( 4UMF NEWS ) Missing U.S. Climbers Found Dead:
Searchers on Saturday found the bodies of two U.S. mountaineers who apparently plunged to their deaths off a ridge after ascending a glacier-capped 20,000-foot (6,100-meter) Peruvian peak, the rescue coordinator said.
“They did summit and they got into trouble on the way down,” said coordinator Ted Alexander. “What led to the fall, I cannot tell you now.”
Gil Weiss, 29, and Ben Horne, 32, fell an estimated 300 meters (nearly 1,000 feet) off a ridge after reaching the west summit of Palcaraju in the Cordillera Blanca range in mid-July, he said.
“Unfortunately, they died whenever they fell because they had been there long in the snow,” he said from the nearby town of Huaraz, where he runs a guide business.
He said a private plane had helped the three-person search team piece together what might have happened. He said he would have a better idea of how the climbers died after examining photos taken by rescuers on-site.
Both Weiss, of Queens, N.Y., and Horne, of Annandale, Virginia, were experienced climbers. Weiss was a repeat visitor to the Cordillera Blanca while this trip was Horne’s first.
Both belong to the pullharder.org climbers’ collective and Horne wrote about the first, six-day leg of their trip on its blog, saying they had been buffeted by hurricane-force winds when the two reached the top of the 20,216-foot (6,162-meter) Ranrapalca.
After a rest in Huaraz, the two set out again on July 11 for an excursion of seven to 10 days.

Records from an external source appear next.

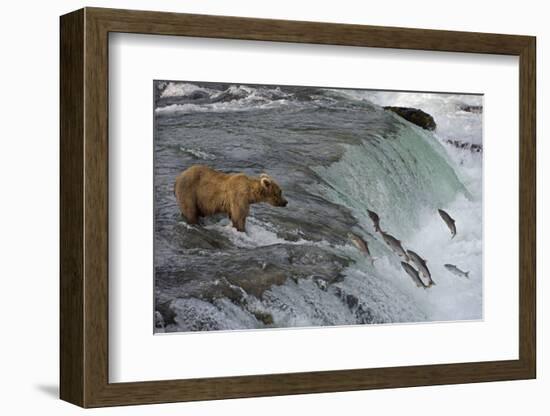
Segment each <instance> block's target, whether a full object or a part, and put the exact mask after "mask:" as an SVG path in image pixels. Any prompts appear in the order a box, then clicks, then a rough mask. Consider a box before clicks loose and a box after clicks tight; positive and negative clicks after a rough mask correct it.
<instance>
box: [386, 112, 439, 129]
mask: <svg viewBox="0 0 550 416" xmlns="http://www.w3.org/2000/svg"><path fill="white" fill-rule="evenodd" d="M384 110H389V111H392V112H394V113H395V114H397V115H399V116H401V117H403V118H404V119H405V120H407V121H410V122H411V123H413V124H416V125H417V126H419V127H422V128H423V129H425V130H431V131H433V130H435V128H436V124H435V120H434V118H433V117H432V116H431V115H429V114H428V113H426V112H424V111H422V110H419V109H418V108H411V107H392V106H387V107H384Z"/></svg>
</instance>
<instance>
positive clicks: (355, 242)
mask: <svg viewBox="0 0 550 416" xmlns="http://www.w3.org/2000/svg"><path fill="white" fill-rule="evenodd" d="M348 237H349V239H350V240H351V242H352V243H353V245H354V246H355V247H357V248H358V249H359V251H361V252H363V253H365V256H366V257H367V258H368V259H369V260H370V262H371V264H372V265H373V266H374V260H375V259H374V257H372V255H371V254H370V250H369V245H368V244H367V242H366V241H365V240H363V239H362V238H361V237H359V236H358V235H355V234H353V233H348Z"/></svg>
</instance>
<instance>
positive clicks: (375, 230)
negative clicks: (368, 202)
mask: <svg viewBox="0 0 550 416" xmlns="http://www.w3.org/2000/svg"><path fill="white" fill-rule="evenodd" d="M367 214H369V218H370V219H371V220H372V223H373V225H374V231H376V232H377V233H379V232H381V231H382V230H381V229H380V217H379V216H378V214H377V213H376V212H374V211H371V210H369V209H367Z"/></svg>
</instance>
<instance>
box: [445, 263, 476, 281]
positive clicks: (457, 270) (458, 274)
mask: <svg viewBox="0 0 550 416" xmlns="http://www.w3.org/2000/svg"><path fill="white" fill-rule="evenodd" d="M445 268H446V269H447V270H449V271H450V272H451V273H453V274H455V275H457V276H460V277H465V278H466V279H469V278H470V276H469V274H470V272H464V271H462V270H460V269H459V268H458V267H456V266H455V265H454V264H446V265H445Z"/></svg>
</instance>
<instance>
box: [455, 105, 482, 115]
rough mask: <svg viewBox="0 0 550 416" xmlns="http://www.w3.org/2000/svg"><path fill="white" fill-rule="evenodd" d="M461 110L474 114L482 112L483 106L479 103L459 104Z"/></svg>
mask: <svg viewBox="0 0 550 416" xmlns="http://www.w3.org/2000/svg"><path fill="white" fill-rule="evenodd" d="M459 108H460V109H461V110H462V111H466V112H467V113H475V114H481V113H482V112H483V106H481V105H467V104H464V105H461V106H460V107H459Z"/></svg>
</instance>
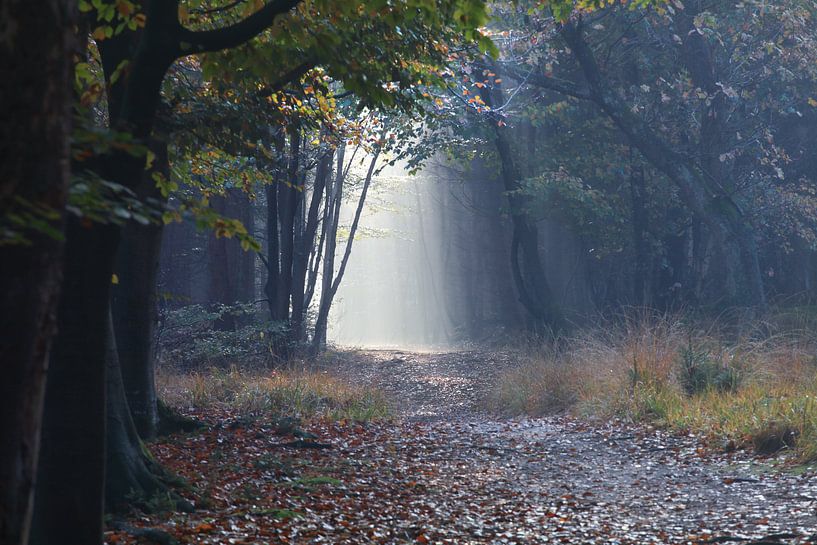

Their families contacted Alexander after 13 days passed with no word from them.
Weiss’s sister, Galit, said the two were not carrying a satellite phone.
Alexander said it should not be too difficult to remove the bodies and hoped they could be out on Sunday.
“We’ll use manpower to get them down and try to put them on a horse as soon as possible,” he said.